Simultaneously,VMware however expanded its footprint with systems integrators. There is a probability that VMware might quadruple the SI team in terms of resources this year focused on Tier 1 and Tier 2 SIs. With many Tier 2 partners bidding for government deals there is this need to increase coverage across both tiers. 

Earlier, VMware had named accounts in (enterprise and government) and the general business. The earlier separate departments of general business and channel departments have been collapsed into one as it made sense to have a single face as general business GTM is driven through partners. However, VMware continues to work around ISV ecosystem across ISV verticals like telecom, BFSI, and manufacturing. And it is focused on driving additional programs with ISV partners.

There is a logic behind VMware reducing the number of channel partners. The strategy from 2010 to 2013 of going to the market with one solution of server virtualization made sense with high market proliferation through a large set of partners. But customers buying into datacenters now need partners with well-toned skillsets across virtualization to cloud to SDDC.

Hence, VMware has to pick and choose a limited set of partners to ensure they have the right skillsets. It does not mean it will not work with other partners, but there is a definite agenda of upskilling specific skillets for managed partners. As the network complexity increases, the company has to upskill the channels and hence the number of dedicated partners will simultaneously reduce too.

R&D Catalyst

R&D has definitely been the biggest jewel in VMware India’s crown till date. The company’s R&D and support operations in India are second in size and scale only to those at VMware’s headquarters in Palo Alto in US (bigger than the one in UK). VMware’s R&D operations in India make a significant contribution to the company’s portfolio of virtualization and cloud computing products, all designed to help VMware customers navigate the journey to a new era of IT. “In fact, developers in Bangalore and Pune contribute important components of VMware’s key technologies – the software-defined datacenter, hybrid cloud and end-user computing,” reveals Parameswaran.

VMware, which currently has 3300 employees in India, plans to add 16% or above 500 people to its Indian workforce this year. Out of this, about 250 people will be hired in the R&D wing of the company, which currently has 1300 employees in India. “India is a substantial element of our global R&D activities and almost everything we do has a representation in India. India plays a critical role in all of VMware's strategic imperatives,” substantiates Pat Gelsinger, CEO, VMware.

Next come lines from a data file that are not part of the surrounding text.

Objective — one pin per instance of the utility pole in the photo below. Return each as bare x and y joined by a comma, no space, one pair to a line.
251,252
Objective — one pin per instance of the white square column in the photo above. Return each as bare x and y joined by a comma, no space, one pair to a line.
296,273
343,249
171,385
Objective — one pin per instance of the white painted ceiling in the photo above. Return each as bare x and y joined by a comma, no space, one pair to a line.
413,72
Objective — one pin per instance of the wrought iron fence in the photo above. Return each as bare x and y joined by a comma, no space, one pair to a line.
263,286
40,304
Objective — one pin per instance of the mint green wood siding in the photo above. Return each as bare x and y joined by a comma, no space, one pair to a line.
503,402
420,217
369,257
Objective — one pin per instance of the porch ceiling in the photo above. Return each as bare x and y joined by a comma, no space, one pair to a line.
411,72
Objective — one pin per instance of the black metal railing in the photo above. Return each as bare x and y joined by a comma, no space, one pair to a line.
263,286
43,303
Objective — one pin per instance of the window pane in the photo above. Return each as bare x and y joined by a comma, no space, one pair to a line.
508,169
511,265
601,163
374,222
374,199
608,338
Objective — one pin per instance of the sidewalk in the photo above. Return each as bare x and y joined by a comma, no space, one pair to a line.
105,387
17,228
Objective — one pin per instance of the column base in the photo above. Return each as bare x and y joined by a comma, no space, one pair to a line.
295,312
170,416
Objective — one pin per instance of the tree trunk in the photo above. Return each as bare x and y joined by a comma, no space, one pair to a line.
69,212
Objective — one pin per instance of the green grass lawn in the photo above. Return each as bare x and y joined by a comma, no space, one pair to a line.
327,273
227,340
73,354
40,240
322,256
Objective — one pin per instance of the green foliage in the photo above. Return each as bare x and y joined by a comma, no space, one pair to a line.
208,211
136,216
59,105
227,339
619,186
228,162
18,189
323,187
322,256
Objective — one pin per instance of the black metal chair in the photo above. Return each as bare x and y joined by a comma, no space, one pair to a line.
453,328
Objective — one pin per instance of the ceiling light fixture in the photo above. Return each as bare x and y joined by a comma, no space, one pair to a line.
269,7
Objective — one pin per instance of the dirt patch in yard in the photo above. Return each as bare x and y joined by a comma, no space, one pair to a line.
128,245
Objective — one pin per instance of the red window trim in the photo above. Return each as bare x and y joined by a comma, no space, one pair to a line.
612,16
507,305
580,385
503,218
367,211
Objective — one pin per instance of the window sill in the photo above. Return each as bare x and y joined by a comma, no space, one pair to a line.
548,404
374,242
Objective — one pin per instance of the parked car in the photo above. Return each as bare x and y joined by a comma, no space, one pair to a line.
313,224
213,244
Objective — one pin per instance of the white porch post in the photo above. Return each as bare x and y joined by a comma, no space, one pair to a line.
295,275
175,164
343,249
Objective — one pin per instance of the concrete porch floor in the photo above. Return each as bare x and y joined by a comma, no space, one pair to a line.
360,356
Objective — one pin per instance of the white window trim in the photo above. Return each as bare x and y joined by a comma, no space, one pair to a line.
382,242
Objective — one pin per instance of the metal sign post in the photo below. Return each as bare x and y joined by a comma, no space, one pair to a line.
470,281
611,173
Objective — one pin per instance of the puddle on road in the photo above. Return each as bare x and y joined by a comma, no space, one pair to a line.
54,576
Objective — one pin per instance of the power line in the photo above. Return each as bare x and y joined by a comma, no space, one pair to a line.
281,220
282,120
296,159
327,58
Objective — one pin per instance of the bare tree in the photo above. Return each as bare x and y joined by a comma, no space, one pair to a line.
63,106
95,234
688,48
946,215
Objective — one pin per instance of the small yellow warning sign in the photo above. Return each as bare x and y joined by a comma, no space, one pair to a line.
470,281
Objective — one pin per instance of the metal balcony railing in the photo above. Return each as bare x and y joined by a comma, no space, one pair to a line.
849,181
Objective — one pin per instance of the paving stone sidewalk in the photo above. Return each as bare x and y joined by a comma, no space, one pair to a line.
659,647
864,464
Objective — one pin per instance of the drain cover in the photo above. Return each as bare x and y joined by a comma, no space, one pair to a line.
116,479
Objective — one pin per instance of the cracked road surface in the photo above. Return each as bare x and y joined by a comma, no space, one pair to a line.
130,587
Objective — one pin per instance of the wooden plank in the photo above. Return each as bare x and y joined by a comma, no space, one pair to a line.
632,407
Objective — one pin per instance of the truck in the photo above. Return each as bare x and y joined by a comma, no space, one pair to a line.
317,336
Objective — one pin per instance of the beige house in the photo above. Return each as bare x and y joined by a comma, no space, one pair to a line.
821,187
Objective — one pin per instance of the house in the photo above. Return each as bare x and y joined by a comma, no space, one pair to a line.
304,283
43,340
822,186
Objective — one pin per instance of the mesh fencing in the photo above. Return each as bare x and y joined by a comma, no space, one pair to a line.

The Storage R&D team in India is making significant contributions to upcoming releases over the next two years in core storage and areas relating to policy based storage management in the cloud Infrastructure. The 50+ hybrid cloud R&D team in India is an integral part of the PA team and is contributing to key software components to realize the implementation of the Hybrid Cloud. The Cloud Management R&D team in MBU is a team with prolific inventions. They have owned the Cloud Chargeback Management that is now an integral part of the ITFM. “Significant work around networking and security is alsodone from our Pune R&D center as well as work on leading edge vShield Management & Security fabric related areas,” reveals Parameswaran.

The new campus in Bangalore features an Executive Briefing Center (EBC) to showcase VMware’s entire portfolio of solutions, providing customers and partners across Asia Pacific with the opportunity to see the company’s products and services in action, and discuss them face to face with executives and engineers. The Bangalore center has close to 600 engineers and is specialized in the core vSphere platform, quality assurance and sustenance engineering. Other areas of focus in Bangalore include storage virtualization, application virtualization, application management and cloud services. “The new facility is a mini-version of the world-wide VMware that is represented in India,” says Gelsinger.

India may be perceived as a late adopter of new technologies, but we are seeing rapid transformation in the country. Customers here are enthusiastically adopting our advanced cloud infrastructure and end-user computing technologies. Our customers are transitioning to a new model of IT that is fluid, instant and secure,” adds Parameswaran.